Today the Home Office slipped out its long-awaited Firearms Review designed to examine whether firearms officers had enough protections to carry out their jobs.
Ordered by then PM David Cameron in December 2015, it has taken more than three years to publish a news story on the Home Office website, which includes the 325 words specifically about the firearms review.
The rest of the document is taken up with confirmation that the police watchdog’s post-incident guidance for firearms is now law, even though it was initially published last October, and a link to revised Crown Prosecution Service guidance on prosecutions of police officers.
Ché Donald, Vice Chair of the Police Federation of England and Wales (PFEW) said: “This was meant to be a meaningful review to allay the very real fears of serving firearms officers around being adequately protected and not treated as suspects just for doing their job.
“It was announced when the Government was anxious to recruit an extra 1500 firearms officers after the Paris terror attack and heightened fears in the UK. These fears were then realised with a spate of devastating home-grown attacks in London and Manchester.
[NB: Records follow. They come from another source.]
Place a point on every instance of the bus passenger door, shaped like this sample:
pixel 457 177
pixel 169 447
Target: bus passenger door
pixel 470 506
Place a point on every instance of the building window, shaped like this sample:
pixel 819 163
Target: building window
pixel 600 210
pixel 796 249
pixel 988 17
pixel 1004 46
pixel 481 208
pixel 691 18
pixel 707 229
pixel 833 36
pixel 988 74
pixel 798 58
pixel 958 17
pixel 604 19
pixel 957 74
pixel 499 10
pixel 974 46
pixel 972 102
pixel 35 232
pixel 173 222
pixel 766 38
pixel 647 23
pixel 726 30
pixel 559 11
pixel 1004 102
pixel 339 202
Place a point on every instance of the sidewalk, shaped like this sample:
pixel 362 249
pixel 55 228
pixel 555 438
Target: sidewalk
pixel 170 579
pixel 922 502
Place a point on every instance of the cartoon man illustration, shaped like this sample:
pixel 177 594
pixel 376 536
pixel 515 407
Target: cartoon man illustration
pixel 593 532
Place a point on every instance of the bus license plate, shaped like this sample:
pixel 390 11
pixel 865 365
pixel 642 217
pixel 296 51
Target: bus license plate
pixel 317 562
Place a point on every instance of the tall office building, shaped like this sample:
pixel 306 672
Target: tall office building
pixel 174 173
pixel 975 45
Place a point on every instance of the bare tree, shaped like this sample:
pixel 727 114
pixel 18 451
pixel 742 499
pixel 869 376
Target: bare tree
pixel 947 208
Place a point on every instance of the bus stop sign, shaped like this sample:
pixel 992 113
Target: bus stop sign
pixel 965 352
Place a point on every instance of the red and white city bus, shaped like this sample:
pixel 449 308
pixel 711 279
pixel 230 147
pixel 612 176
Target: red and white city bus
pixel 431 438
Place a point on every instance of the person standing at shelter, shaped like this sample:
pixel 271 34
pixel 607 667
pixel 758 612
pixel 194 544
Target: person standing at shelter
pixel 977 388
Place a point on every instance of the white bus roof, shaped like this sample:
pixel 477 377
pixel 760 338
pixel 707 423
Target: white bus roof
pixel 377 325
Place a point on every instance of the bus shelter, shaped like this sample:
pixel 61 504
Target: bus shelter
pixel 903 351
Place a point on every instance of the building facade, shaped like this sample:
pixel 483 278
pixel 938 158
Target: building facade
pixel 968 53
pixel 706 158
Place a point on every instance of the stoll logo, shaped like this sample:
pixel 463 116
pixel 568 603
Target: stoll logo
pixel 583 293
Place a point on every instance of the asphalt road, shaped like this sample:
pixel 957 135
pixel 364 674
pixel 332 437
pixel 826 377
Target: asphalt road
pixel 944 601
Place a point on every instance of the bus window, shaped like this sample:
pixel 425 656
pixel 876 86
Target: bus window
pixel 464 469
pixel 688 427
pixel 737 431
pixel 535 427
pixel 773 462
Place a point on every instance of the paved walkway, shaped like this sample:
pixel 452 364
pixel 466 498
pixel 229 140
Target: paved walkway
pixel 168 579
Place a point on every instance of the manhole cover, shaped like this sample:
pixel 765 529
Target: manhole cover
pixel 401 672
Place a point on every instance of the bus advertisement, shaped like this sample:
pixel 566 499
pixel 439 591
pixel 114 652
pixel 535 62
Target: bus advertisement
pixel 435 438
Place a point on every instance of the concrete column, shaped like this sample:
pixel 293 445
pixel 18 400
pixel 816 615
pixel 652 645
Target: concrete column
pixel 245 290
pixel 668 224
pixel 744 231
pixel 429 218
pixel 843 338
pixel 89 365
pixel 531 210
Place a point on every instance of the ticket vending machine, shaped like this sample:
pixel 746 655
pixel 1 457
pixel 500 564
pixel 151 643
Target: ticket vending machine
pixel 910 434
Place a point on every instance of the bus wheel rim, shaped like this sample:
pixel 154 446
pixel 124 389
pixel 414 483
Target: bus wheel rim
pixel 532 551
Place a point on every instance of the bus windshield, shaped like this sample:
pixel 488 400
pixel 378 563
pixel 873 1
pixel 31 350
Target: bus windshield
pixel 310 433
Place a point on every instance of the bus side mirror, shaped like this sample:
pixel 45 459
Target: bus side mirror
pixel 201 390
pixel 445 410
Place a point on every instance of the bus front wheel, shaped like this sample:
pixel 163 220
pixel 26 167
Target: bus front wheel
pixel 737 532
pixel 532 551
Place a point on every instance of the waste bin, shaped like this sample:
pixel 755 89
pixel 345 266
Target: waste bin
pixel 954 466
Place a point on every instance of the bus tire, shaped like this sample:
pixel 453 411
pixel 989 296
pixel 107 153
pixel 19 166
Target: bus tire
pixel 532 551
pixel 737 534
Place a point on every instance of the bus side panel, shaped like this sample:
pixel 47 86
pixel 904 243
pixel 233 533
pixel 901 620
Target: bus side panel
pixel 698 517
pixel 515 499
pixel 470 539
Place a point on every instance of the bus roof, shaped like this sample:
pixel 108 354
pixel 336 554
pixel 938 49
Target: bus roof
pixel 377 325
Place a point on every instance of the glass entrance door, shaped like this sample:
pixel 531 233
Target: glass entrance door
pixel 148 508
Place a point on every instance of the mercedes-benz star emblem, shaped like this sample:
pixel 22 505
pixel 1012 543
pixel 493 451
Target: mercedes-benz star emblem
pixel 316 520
“Three years down the line there is still a shortfall of more than 600 firearms officers – and a review that appears to have been written on the back of a cigarette packet.”
Last May, Mr Donald challenged Home Secretary Sajid Javid at the PFEW's annual conference and asked him why the review had taken so long, inviting him to meet the still-under-investigation firearms officer who was involved in the fatal shooting incident that originally prompted the review.
He said: “Now eight months later we have a shambolic ‘report’ which doesn’t begin to properly address our concerns. It blithely states that ‘the right and legal protections are in place for officers’ and ‘in a great majority of incidents officers were dealt with as witnesses rather than suspects.’ I actually think the Home Office just forgot about the review.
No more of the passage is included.